Q2: Oh, hi. Very cool work, thank you for the presentation. I just had a question about transparency, right? Like in the traditional data center, there’s the glass floor, right? Like you can follow the cable from your VM and like make sure it’s not a bit shorter. Do you have any mechanism that does that, but in this setting? So like a way for a participant to not only trust the data center, but actually verify that the latency it gets is not worse than the others?

A2: Yeah, that’s a very interesting question. Yeah, we haven’t necessarily thought too deeply about how you would provide those kinds of metrics, but I can imagine kind of the same way in which we say measure parameters across different clients or on the internet and try and compare. Like there might be some sort of a collaborative approach to actually doing that. But I do think it’s an interesting open question. Like what are good ways to ensure when anyone sees this kind of deployment, like for everybody to be convinced that it is fair. So I think, yeah, we haven’t thought too deeply about that. But I would also encourage you to pose this question on Slack because I believe the first author may have other things to say about it.

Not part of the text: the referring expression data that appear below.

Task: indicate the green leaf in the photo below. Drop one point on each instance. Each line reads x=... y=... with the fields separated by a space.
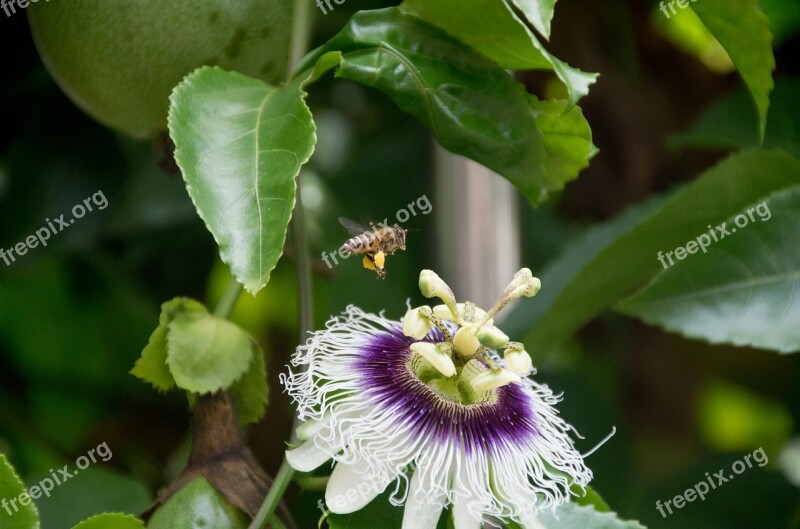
x=592 y=498
x=784 y=18
x=732 y=122
x=111 y=521
x=567 y=140
x=472 y=105
x=742 y=290
x=16 y=515
x=538 y=12
x=152 y=365
x=614 y=259
x=574 y=516
x=743 y=30
x=240 y=143
x=95 y=489
x=198 y=506
x=493 y=29
x=205 y=353
x=251 y=392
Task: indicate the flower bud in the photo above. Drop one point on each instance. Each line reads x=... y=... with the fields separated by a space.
x=518 y=361
x=492 y=337
x=466 y=342
x=493 y=379
x=415 y=325
x=436 y=356
x=528 y=289
x=433 y=286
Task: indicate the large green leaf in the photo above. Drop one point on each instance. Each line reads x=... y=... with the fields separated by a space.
x=743 y=30
x=152 y=365
x=538 y=12
x=205 y=353
x=784 y=18
x=574 y=516
x=90 y=491
x=240 y=143
x=470 y=103
x=743 y=290
x=732 y=122
x=493 y=29
x=14 y=515
x=111 y=521
x=613 y=260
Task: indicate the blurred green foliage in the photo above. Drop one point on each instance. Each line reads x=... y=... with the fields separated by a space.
x=75 y=315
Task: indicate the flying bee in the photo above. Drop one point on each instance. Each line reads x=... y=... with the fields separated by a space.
x=375 y=244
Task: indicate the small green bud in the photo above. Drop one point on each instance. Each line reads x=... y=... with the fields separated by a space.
x=493 y=379
x=415 y=325
x=518 y=361
x=466 y=342
x=492 y=337
x=436 y=356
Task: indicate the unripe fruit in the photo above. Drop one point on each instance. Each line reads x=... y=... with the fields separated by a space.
x=198 y=506
x=119 y=59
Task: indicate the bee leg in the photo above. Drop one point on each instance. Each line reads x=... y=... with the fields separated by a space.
x=380 y=263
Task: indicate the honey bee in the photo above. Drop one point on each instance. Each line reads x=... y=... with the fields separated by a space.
x=374 y=243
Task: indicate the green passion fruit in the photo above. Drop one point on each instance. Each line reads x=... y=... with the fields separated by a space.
x=119 y=59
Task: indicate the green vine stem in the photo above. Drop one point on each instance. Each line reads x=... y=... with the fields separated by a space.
x=228 y=300
x=300 y=36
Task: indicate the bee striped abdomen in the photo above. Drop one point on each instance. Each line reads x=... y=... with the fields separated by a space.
x=360 y=243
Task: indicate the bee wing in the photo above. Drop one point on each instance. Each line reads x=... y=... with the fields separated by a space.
x=353 y=227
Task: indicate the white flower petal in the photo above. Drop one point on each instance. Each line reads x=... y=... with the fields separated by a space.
x=351 y=489
x=532 y=522
x=423 y=510
x=307 y=457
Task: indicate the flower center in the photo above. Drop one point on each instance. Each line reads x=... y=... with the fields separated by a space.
x=461 y=367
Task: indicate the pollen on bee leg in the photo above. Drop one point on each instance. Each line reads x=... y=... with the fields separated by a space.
x=368 y=264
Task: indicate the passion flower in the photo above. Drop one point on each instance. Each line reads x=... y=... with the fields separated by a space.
x=429 y=404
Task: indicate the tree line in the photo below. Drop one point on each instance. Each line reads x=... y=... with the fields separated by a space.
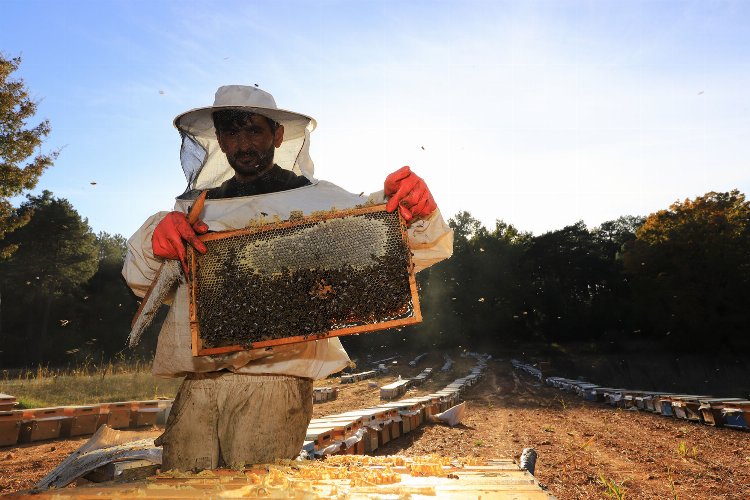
x=678 y=279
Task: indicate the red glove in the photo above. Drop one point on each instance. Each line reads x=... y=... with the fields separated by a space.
x=171 y=234
x=409 y=192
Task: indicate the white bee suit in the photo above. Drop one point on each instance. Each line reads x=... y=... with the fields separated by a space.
x=249 y=406
x=431 y=240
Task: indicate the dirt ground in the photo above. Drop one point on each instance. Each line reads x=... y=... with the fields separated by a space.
x=585 y=450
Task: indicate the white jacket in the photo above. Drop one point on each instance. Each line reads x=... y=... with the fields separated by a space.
x=431 y=241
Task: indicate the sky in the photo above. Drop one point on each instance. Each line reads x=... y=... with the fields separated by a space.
x=537 y=113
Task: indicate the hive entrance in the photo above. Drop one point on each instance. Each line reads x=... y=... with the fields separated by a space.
x=326 y=275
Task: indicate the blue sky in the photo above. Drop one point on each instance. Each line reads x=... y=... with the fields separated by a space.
x=540 y=113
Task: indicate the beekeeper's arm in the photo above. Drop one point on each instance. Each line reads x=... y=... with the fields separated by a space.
x=430 y=238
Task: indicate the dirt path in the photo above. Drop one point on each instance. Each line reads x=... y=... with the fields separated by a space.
x=580 y=444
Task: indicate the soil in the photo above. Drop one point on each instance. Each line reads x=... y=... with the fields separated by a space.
x=585 y=450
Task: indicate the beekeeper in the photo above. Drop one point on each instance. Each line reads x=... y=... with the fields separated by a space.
x=252 y=406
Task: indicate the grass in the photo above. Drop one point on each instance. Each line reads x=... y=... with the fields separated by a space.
x=86 y=384
x=612 y=489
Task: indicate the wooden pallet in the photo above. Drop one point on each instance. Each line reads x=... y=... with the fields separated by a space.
x=498 y=478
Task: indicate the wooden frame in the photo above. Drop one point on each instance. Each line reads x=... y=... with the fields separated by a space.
x=197 y=344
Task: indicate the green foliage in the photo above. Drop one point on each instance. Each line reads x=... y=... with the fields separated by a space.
x=690 y=271
x=20 y=166
x=56 y=255
x=611 y=488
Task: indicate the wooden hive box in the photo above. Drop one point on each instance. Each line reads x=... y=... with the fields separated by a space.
x=688 y=408
x=7 y=402
x=42 y=423
x=737 y=414
x=330 y=274
x=115 y=415
x=711 y=410
x=144 y=413
x=394 y=389
x=10 y=427
x=321 y=435
x=83 y=420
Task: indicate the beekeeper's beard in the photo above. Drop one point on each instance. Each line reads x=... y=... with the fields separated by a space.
x=249 y=164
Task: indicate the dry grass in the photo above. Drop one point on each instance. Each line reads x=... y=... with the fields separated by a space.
x=87 y=383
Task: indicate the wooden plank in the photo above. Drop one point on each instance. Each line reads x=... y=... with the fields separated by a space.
x=498 y=479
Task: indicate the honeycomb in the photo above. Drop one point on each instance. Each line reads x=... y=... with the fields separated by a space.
x=323 y=275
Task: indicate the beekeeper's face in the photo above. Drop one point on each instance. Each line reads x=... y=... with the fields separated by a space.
x=249 y=141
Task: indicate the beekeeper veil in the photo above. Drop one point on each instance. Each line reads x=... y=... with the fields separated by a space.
x=204 y=163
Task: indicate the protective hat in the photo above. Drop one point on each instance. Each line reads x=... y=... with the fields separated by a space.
x=203 y=162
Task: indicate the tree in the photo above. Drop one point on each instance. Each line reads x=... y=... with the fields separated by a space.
x=20 y=167
x=56 y=253
x=690 y=266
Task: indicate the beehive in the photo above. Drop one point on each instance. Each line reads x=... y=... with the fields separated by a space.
x=329 y=274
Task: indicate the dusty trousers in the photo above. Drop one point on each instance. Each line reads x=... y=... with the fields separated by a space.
x=224 y=419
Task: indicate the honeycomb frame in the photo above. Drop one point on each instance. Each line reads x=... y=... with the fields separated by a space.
x=409 y=315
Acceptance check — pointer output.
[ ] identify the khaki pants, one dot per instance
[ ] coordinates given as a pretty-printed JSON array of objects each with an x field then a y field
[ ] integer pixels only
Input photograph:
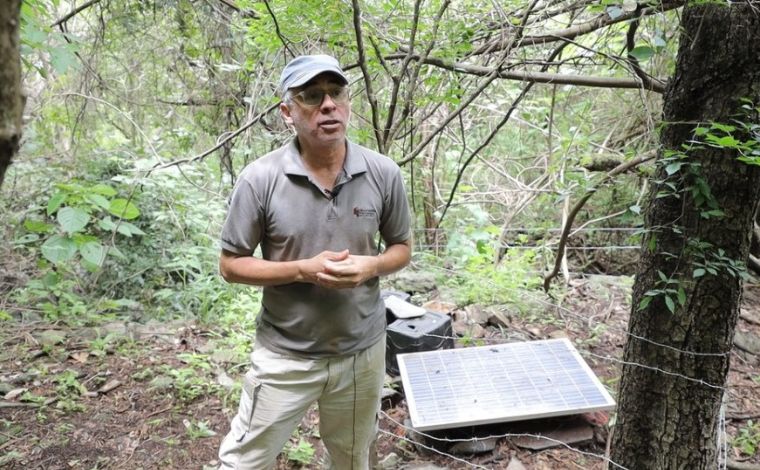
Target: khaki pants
[{"x": 279, "y": 389}]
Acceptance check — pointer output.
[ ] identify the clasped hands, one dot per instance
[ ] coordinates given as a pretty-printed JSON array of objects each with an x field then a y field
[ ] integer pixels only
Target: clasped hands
[{"x": 341, "y": 270}]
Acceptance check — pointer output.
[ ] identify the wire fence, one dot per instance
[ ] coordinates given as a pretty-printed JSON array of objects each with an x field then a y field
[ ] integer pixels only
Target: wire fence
[
  {"x": 567, "y": 316},
  {"x": 532, "y": 238}
]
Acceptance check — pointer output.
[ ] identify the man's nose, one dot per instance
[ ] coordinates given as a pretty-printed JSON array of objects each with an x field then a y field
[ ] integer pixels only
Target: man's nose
[{"x": 327, "y": 102}]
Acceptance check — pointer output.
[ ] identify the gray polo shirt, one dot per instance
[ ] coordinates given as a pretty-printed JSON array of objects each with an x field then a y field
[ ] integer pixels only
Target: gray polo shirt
[{"x": 277, "y": 205}]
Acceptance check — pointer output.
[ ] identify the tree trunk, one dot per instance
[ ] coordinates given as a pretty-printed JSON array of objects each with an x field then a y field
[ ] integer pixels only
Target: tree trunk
[
  {"x": 670, "y": 397},
  {"x": 11, "y": 101}
]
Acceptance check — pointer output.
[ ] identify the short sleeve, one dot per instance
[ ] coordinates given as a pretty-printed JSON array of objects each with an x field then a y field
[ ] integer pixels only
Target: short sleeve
[
  {"x": 395, "y": 221},
  {"x": 242, "y": 229}
]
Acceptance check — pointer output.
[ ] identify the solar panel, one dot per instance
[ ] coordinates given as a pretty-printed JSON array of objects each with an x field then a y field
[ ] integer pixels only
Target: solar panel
[{"x": 492, "y": 384}]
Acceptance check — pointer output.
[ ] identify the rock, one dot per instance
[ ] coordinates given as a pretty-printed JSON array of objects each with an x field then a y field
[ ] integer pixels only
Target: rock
[
  {"x": 499, "y": 318},
  {"x": 556, "y": 334},
  {"x": 416, "y": 439},
  {"x": 515, "y": 464},
  {"x": 413, "y": 281},
  {"x": 13, "y": 394},
  {"x": 224, "y": 380},
  {"x": 50, "y": 337},
  {"x": 475, "y": 446},
  {"x": 570, "y": 434},
  {"x": 464, "y": 329},
  {"x": 224, "y": 356},
  {"x": 390, "y": 461},
  {"x": 439, "y": 306},
  {"x": 161, "y": 382},
  {"x": 476, "y": 314}
]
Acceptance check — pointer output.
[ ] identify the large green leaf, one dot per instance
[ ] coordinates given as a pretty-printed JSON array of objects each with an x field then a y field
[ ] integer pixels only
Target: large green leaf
[
  {"x": 58, "y": 248},
  {"x": 73, "y": 219},
  {"x": 124, "y": 209},
  {"x": 37, "y": 226},
  {"x": 55, "y": 202},
  {"x": 93, "y": 252}
]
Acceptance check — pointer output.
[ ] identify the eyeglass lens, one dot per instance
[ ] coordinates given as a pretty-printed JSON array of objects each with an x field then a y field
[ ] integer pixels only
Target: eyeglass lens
[{"x": 315, "y": 96}]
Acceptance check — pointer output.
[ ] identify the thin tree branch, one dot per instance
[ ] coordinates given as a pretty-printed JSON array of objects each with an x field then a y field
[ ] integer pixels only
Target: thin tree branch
[
  {"x": 219, "y": 145},
  {"x": 579, "y": 205},
  {"x": 630, "y": 39},
  {"x": 74, "y": 12},
  {"x": 597, "y": 23},
  {"x": 489, "y": 79},
  {"x": 491, "y": 136},
  {"x": 413, "y": 81},
  {"x": 402, "y": 71},
  {"x": 367, "y": 78},
  {"x": 283, "y": 39},
  {"x": 538, "y": 77}
]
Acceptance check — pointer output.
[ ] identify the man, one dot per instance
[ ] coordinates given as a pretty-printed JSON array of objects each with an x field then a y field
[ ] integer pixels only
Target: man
[{"x": 315, "y": 207}]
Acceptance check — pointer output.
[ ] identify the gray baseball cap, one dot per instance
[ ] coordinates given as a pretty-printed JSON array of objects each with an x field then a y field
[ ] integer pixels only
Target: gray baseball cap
[{"x": 303, "y": 68}]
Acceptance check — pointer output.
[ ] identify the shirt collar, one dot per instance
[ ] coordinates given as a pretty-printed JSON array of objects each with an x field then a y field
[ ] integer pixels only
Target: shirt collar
[{"x": 353, "y": 165}]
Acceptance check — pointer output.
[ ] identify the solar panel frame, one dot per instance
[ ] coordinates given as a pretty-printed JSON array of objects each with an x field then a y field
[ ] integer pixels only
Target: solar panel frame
[{"x": 461, "y": 387}]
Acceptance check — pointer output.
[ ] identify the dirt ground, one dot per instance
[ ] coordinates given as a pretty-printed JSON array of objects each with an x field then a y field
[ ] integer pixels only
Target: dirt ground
[{"x": 72, "y": 403}]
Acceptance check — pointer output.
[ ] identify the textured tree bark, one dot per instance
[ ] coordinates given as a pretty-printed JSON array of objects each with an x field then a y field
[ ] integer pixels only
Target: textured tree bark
[
  {"x": 668, "y": 421},
  {"x": 11, "y": 101}
]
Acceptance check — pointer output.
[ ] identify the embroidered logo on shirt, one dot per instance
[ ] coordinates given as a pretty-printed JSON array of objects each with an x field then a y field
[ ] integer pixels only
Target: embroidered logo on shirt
[{"x": 359, "y": 212}]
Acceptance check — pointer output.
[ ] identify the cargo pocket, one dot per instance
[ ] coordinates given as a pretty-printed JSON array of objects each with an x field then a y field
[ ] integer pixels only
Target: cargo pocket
[{"x": 251, "y": 388}]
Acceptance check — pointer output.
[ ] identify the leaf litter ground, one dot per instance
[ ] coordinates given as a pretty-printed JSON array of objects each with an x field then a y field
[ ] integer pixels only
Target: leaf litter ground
[{"x": 162, "y": 400}]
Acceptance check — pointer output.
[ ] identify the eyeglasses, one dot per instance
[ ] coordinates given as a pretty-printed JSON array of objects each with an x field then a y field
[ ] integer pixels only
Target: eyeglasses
[{"x": 313, "y": 96}]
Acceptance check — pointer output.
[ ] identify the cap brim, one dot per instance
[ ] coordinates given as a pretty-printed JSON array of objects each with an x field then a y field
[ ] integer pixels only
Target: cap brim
[{"x": 309, "y": 74}]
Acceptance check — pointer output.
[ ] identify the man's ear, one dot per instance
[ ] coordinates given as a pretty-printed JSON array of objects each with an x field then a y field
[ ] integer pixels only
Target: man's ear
[{"x": 285, "y": 111}]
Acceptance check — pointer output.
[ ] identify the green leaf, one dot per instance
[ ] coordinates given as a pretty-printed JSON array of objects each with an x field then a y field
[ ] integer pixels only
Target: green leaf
[
  {"x": 98, "y": 200},
  {"x": 644, "y": 303},
  {"x": 62, "y": 58},
  {"x": 103, "y": 190},
  {"x": 93, "y": 252},
  {"x": 58, "y": 249},
  {"x": 681, "y": 296},
  {"x": 124, "y": 209},
  {"x": 127, "y": 229},
  {"x": 37, "y": 226},
  {"x": 641, "y": 53},
  {"x": 55, "y": 202},
  {"x": 673, "y": 167},
  {"x": 670, "y": 304},
  {"x": 106, "y": 224},
  {"x": 73, "y": 219}
]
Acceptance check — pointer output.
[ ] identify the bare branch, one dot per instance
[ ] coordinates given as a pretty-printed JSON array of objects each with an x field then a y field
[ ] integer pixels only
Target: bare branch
[
  {"x": 74, "y": 12},
  {"x": 597, "y": 23},
  {"x": 539, "y": 77},
  {"x": 367, "y": 79},
  {"x": 579, "y": 205},
  {"x": 283, "y": 39},
  {"x": 220, "y": 144},
  {"x": 630, "y": 42},
  {"x": 402, "y": 71}
]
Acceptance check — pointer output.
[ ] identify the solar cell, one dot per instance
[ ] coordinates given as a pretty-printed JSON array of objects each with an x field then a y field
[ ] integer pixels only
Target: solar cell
[{"x": 491, "y": 384}]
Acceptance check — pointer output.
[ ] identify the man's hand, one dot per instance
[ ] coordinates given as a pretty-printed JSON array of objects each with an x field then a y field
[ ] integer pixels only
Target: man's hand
[{"x": 347, "y": 271}]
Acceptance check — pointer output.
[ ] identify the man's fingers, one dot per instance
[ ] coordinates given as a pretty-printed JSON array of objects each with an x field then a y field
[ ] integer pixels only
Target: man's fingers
[{"x": 337, "y": 255}]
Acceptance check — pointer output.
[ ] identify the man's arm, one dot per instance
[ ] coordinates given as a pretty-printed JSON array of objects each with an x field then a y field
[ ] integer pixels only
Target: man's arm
[
  {"x": 245, "y": 269},
  {"x": 355, "y": 270}
]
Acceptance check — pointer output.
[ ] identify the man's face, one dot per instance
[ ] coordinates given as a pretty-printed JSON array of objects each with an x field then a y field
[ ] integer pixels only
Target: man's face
[{"x": 319, "y": 121}]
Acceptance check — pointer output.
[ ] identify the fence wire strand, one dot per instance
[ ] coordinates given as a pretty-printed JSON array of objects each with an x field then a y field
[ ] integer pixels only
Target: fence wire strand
[{"x": 564, "y": 311}]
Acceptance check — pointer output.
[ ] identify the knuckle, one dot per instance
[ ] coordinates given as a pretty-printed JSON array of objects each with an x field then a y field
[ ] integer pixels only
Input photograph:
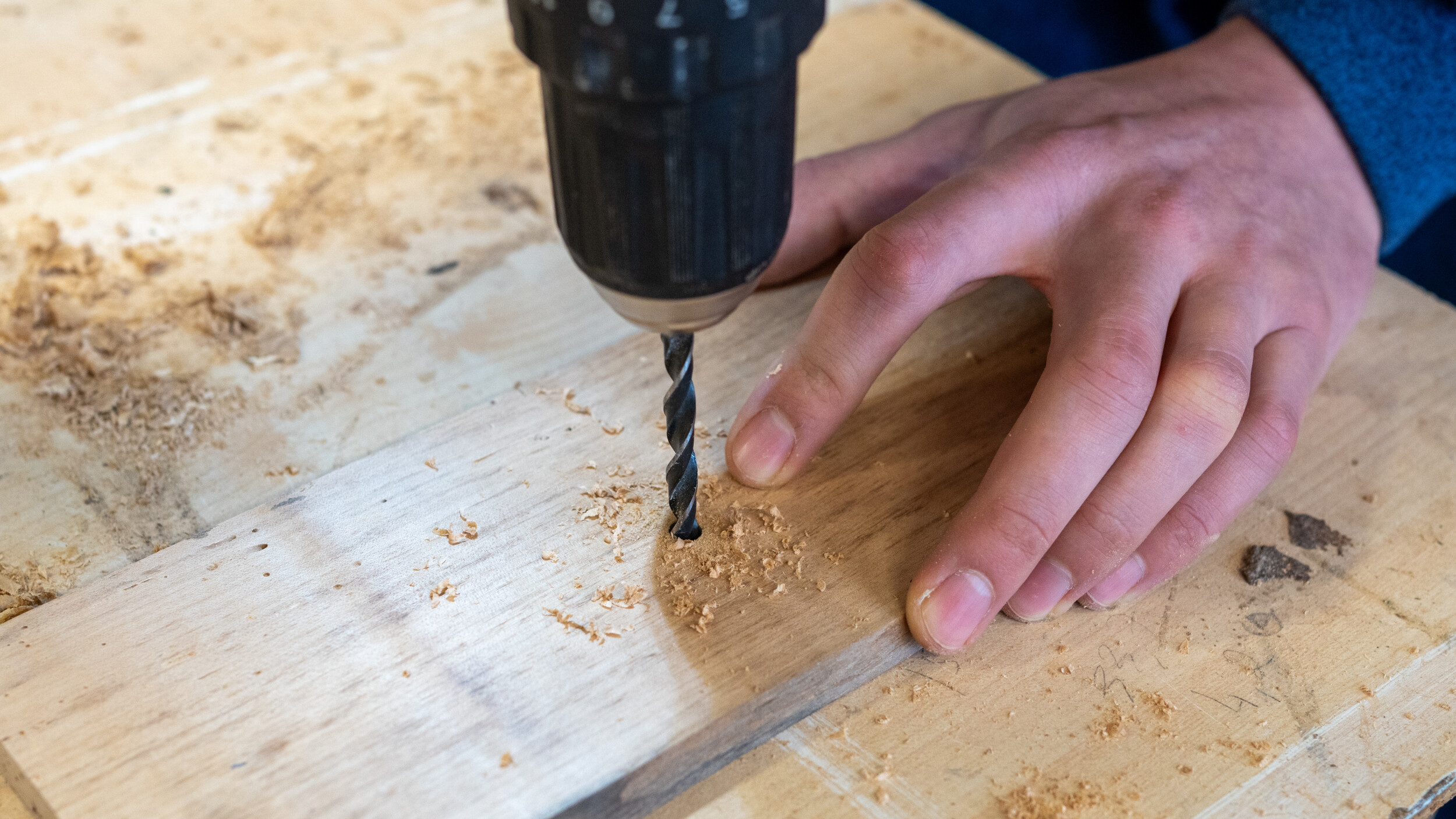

Q3: Thanks for the talk. Very interesting. So you’re using multicast to get fairness on the market data. So what kind of loss rates do you see on multicast and how do you cope with that? So if I understand the question correctly, how do we implement multicast? Well, how are you dealing with loss in multicast?

A3: Right, so I guess the slide deck may have changed, but all right. So each of our proxy nodes is a VM that is under the control of the exchange. So if you think about this topology as a network, effectively now your proxy nodes run code that can consume a piece of data from like the parent in the tree and then duplicate, kind of make a few copies and then send it down to the children in the tree. So it’s all, yeah, you should think about it as, I guess, packet processing that’s implemented in software. So it’s not, it does not require hardware support for multicast if that was the concern.

Q4: Because you’re not doing multicast over the wire anywhere. Where is the multicast part in that case?

A4: So, if you remember the tree in the picture, right? So the tree is basically sending out duplicate copies of the same piece of market data. Like every node in the tree receives one copy of the data and sends out k copies if there are k children in the tree.

Q5: Okay, but is it lossless or is it lossy?

A5: No, so we run TCP between every node in the tree. So, yeah, as long as there is some path, it will be lossless. However, losses do happen and it is something that can degrade the guarantees of fairness in the system. Like if, for example, if you have no reachability between two nodes in the tree. So let me take a step back. So for outbound data, like the market data, so that actually runs over UDP. And so there are special services that actually do retransmissions for the outbound market data. For the inbound side, we run TCP and that, for the most part, you can assume is lossless. So losses can get in the way of these fairness guarantees, but the measurements, at least, that we’ve seen for these popular kind of public cloud providers is that the loss rates are actually low for this to be still practical in most cases.

Personal thoughts
I find this paper compelling in its blend of practical design and rigorous evaluation. I particularly like the way Onyx reuses its overlay multicast tree in both directions, elegantly solving scalability challenges for both data dissemination and order submission. The evaluation is thorough, covering latency distributions, fairness metrics, and burst handling. However, one limitation is that Onyx still falls short of the nanosecond-level determinism of colocated on-prem exchanges, and the overhead of sequencing may constrain throughput in extreme scenarios.